In this work we consider the interplay between multiprover interactive proofs, quantum
entanglement, and zero knowledge proofs — notions that are central pillars of complexity theory,
quantum information and cryptography. In particular, we study the relationship between the
complexity class MIP$^*$ , the set of languages decidable by multiprover interactive proofs with
quantumly entangled provers, and the class PZK-MIP$^*$ , which is the set of languages decidable
by MIP$^*$ protocols that furthermore possess the perfect zero knowledge property.
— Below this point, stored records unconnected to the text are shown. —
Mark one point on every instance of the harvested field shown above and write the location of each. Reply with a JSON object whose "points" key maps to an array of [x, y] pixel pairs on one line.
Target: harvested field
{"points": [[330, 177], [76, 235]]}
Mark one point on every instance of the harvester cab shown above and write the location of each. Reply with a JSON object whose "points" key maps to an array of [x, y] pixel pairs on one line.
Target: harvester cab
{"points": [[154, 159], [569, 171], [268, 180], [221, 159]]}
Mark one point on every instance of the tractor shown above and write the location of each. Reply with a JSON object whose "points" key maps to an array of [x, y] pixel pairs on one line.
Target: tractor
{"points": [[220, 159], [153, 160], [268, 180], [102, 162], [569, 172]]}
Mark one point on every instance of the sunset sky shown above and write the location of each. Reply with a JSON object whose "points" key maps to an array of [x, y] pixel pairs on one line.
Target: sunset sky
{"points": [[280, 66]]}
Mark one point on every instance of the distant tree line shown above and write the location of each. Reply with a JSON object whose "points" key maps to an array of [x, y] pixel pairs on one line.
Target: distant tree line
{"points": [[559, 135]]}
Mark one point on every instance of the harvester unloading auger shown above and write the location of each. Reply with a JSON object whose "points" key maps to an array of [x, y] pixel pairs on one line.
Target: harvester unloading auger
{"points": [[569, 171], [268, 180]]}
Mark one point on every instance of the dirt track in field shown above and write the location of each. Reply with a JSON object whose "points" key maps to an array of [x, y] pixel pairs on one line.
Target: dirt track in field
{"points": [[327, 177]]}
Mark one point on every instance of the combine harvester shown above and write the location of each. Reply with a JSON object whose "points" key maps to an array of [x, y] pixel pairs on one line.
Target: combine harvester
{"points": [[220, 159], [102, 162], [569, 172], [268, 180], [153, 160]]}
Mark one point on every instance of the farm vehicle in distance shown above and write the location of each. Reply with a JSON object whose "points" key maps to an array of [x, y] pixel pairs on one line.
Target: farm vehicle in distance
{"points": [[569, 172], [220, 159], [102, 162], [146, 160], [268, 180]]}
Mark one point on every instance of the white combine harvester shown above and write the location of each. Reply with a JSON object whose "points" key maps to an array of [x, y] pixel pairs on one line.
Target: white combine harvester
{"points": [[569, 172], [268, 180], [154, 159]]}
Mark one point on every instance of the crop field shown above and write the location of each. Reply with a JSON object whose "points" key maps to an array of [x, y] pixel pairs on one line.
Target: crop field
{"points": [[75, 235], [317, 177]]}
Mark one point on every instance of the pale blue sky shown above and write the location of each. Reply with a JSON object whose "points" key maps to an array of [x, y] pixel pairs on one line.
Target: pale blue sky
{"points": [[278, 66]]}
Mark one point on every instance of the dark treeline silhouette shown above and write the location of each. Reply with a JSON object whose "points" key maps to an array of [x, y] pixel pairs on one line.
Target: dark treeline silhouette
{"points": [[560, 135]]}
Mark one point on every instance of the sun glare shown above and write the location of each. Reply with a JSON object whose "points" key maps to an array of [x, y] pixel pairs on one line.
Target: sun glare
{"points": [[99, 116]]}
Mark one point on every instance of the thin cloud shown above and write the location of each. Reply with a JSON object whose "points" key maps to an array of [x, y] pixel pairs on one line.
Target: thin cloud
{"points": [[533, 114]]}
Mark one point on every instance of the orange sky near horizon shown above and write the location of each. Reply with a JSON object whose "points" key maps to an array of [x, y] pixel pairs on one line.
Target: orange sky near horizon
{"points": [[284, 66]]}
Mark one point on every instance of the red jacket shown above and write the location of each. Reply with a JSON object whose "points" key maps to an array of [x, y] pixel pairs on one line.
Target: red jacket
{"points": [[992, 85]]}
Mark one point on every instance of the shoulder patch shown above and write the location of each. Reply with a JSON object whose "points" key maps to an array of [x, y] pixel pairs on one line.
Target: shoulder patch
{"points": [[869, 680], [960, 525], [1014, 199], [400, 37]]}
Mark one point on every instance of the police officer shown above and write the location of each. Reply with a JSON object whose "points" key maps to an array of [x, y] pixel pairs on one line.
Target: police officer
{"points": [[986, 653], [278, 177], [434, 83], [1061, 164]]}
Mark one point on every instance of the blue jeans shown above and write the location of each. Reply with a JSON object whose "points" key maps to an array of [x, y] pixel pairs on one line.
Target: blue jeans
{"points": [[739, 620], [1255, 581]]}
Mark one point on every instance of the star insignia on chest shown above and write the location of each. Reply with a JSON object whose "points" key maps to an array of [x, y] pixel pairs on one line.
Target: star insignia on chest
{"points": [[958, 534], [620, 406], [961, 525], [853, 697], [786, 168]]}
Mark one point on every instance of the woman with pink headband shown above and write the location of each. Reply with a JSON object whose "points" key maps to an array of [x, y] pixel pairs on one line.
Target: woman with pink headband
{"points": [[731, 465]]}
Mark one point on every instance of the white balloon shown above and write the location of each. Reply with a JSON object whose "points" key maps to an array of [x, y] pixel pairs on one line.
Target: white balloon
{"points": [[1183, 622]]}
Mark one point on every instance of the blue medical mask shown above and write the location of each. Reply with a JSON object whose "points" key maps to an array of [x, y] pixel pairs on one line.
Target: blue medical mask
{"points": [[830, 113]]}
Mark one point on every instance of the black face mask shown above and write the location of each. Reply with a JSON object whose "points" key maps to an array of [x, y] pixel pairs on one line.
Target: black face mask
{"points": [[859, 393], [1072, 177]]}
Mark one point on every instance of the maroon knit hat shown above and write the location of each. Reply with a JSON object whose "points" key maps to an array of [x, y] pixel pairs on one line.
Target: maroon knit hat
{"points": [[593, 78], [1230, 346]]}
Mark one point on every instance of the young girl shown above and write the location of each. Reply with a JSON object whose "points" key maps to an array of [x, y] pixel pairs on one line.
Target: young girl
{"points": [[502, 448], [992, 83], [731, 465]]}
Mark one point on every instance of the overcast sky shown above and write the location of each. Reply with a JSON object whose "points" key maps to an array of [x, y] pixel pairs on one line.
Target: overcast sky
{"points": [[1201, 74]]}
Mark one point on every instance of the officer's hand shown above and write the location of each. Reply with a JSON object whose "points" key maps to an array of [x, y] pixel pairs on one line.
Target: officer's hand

Our main result is that the two classes are equal, i.e., MIP$^*$ = PZK-MIP$^*$ . This result provides
a quantum analogue of the celebrated result of Ben-Or, Goldwasser, Kilian, and Wigderson (STOC
1988) who show that MIP = PZK-MIP (in other words, all classical multiprover interactive
protocols can be made zero knowledge). We prove our result by showing that every MIP$^*$
protocol can be efficiently transformed into an equivalent zero knowledge MIP$^*$ protocol in a
manner that preserves the completeness-soundness gap. Combining our transformation with
previous results by Slofstra (Forum of Mathematics, Pi 2019) and Fitzsimons, Ji, Vidick and
Yuen (STOC 2019), we obtain the corollary that all co-recursively enumerable languages (which
include undecidable problems as well as all decidable problems) have zero knowledge MIP$^*$
protocols with vanishing promise gap.